On that day it was reported by the native waggon drivers that Umbelini’s people were gathering in arms. The camp has been described as being “pitched in a most dangerous position, with its face towards some high ground, covered here and there with dense bush, while its rear was resting upon the swollen river, across which Lieutenant Harward and thirty-four men were posted. No particular precautions appear to have been taken, excepting that a sentry was posted about fifteen paces from the front of the camp, on the Derby side,” according to one account; or, according to another, with the exception of a guard stationed on each bank, each furnishing two sentries, but no pickets, the force being probably too slender to provide them.
On the morning of the 12th, at half-past four, while a thick haze rested on the swollen river, a shot was heard from the unfortunate sentry, while he shouted, mechanically, “Guard, turn out!” at a time when the officers and men on both sides of the river “were lying asleep and undressed.” The shot and call made all stand to arms, for which there was barely time, as a force of 4,000 Zulus led, it is said, by Umbelini, was upon them!

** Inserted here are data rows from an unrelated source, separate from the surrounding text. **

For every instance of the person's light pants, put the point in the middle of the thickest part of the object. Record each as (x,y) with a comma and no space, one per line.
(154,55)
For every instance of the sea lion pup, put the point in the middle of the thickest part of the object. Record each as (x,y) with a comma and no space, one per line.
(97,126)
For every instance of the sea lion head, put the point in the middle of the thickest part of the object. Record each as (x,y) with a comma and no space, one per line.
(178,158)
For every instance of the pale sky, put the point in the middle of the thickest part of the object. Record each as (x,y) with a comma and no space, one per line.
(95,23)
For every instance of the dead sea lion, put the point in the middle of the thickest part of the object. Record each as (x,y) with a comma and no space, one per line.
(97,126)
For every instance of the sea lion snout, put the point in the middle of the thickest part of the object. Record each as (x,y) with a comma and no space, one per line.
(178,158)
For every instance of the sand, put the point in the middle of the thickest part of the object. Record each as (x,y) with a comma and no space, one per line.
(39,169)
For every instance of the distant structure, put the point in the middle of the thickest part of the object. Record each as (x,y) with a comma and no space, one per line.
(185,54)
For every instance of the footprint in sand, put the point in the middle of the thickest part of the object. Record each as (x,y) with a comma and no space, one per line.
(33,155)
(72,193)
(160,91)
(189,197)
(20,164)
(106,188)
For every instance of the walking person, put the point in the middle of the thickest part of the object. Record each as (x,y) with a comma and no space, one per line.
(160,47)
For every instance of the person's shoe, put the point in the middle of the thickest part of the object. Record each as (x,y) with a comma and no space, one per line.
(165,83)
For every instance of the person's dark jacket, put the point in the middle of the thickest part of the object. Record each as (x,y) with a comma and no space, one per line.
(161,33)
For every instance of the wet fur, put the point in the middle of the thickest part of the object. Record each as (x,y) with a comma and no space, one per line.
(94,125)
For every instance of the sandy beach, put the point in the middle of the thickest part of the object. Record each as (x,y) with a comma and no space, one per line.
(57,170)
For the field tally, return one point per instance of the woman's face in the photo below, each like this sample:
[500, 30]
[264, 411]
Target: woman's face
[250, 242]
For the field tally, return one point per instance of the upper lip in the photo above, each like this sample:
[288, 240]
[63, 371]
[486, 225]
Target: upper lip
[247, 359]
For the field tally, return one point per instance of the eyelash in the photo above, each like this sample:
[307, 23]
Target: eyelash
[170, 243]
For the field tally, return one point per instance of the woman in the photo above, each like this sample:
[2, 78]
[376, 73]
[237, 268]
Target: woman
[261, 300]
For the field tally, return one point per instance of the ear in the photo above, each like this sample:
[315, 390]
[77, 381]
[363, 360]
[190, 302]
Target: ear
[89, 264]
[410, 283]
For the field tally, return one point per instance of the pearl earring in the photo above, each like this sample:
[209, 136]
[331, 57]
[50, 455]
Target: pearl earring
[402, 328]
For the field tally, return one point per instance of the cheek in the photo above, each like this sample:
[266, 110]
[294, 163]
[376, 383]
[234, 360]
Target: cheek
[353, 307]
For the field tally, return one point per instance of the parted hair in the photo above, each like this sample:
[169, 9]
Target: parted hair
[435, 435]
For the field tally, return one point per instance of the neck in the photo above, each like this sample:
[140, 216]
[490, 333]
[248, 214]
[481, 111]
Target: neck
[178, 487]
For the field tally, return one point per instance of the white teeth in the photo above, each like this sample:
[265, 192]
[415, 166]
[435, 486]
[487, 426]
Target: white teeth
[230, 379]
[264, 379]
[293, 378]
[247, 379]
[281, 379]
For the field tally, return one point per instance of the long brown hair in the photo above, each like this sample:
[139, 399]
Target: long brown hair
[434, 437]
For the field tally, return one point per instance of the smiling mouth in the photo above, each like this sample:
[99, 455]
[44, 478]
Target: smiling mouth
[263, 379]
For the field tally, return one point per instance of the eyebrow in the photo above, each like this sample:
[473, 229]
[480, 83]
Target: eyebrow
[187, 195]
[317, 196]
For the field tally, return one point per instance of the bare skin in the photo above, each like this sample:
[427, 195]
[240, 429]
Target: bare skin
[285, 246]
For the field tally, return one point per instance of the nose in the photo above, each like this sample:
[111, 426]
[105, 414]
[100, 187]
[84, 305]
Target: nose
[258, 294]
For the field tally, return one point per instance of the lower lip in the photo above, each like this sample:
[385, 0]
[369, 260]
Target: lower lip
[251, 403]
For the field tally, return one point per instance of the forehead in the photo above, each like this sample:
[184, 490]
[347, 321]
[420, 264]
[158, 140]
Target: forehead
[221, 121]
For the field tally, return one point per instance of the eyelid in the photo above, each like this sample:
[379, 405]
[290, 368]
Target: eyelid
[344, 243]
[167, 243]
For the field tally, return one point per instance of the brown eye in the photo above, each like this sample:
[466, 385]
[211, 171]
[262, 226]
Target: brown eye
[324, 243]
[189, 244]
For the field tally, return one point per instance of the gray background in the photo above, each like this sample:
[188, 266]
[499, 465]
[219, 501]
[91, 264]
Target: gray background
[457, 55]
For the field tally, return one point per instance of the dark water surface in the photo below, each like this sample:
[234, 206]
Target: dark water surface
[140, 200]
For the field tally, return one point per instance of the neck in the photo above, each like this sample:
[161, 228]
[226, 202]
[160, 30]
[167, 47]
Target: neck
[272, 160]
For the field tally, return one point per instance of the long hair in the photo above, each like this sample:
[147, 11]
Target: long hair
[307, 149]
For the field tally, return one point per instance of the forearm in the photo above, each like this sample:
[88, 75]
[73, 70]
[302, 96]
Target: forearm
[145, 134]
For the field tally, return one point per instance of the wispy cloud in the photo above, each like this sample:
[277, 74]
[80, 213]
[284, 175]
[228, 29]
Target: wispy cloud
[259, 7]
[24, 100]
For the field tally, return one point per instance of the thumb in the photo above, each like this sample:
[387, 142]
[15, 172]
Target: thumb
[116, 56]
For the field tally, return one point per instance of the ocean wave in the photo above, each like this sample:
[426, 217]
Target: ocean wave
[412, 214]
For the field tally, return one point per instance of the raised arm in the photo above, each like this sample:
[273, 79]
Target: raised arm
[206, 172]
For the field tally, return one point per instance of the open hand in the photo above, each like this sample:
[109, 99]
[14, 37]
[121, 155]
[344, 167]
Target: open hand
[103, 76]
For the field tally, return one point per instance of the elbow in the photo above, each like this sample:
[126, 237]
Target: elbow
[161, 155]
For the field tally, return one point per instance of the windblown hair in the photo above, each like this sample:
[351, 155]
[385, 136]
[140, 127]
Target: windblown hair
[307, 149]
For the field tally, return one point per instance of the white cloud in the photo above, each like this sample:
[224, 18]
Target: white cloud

Lieutenant Harward placed his thirty-four men under cover of a solitary waggon on his side, and made what dispositions he could to fire on the enemy’s flank, while amid the dim light and gauzy mist, the whole valley could be seen swarming with dark-skinned savages, who at once surrounded the waggons, and assegaied the soldiers, in some instances ere they could leave their tents. The butchery—for it was no fight—was soon over, since all was confusion in a moment
Captain Moriarty was killed just as he left his tent, sword in hand, and his detachment on the left bank, being completely surprised, could offer no resistance to an attack so sudden and overwhelming.
The party on the other bank, taking advantage of the cover afforded by the waggons and also by some ant-hills, near the Intombe, opened a close fire on the Zulus, but failed to prevent 200 of them from crossing.
Lieutenant Harward, who commanded the party on the right bank, ordered his men to fall back on a farmhouse in their rear, and mounting his horse, galloped off to Luneberg for aid, leaving his handful of men to struggle as best they could without an officer to lead them.
Meanwhile, Colour-Sergeant Anthony Booth, of the 80th, did what Harward should have done. He rallied the few men who survived on the south bank of the river, and covered the retreat of fifty soldiers and others. The commanding officer of the 80th reported that, but for the coolness and bravery of this non-commissioned officer, not a man would have escaped with life; and so, Sergeant Booth was awarded the Victoria Cross.
The Zulus followed his party, consisting of only ten men, for three miles, but so bold was the front he showed, that he held them in check and retired without further loss. His resolute valour secured the escape of several fugitives from the left bank, who were without arms and some without clothes, and who were now in headlong flight for Luneberg.
Major Tucker, on receiving the report of Lieutenant Harward, started at once with a small mounted party for the Intombe, followed by 150 bayonets of the 80th, and on his arrival found that the Zulus had retired, carrying off with them the whole of the oxen, small-arm ammunition, rifles, blankets, and every scattered object of value, though, curiously enough, the waggons were only half pillaged.
Of the twenty-one men of the 80th, posted on the left bank of the Intombe, only twelve escaped, and some of those on the right bank also fell; making the total casualties 62 out of 106. Dr. Cobbin, two conductors, and fifteen drivers and leaders belonging to the Transport Department, also perished.
The dead were buried by Major Tucker, where they lay. They had all been stripped by the enemy.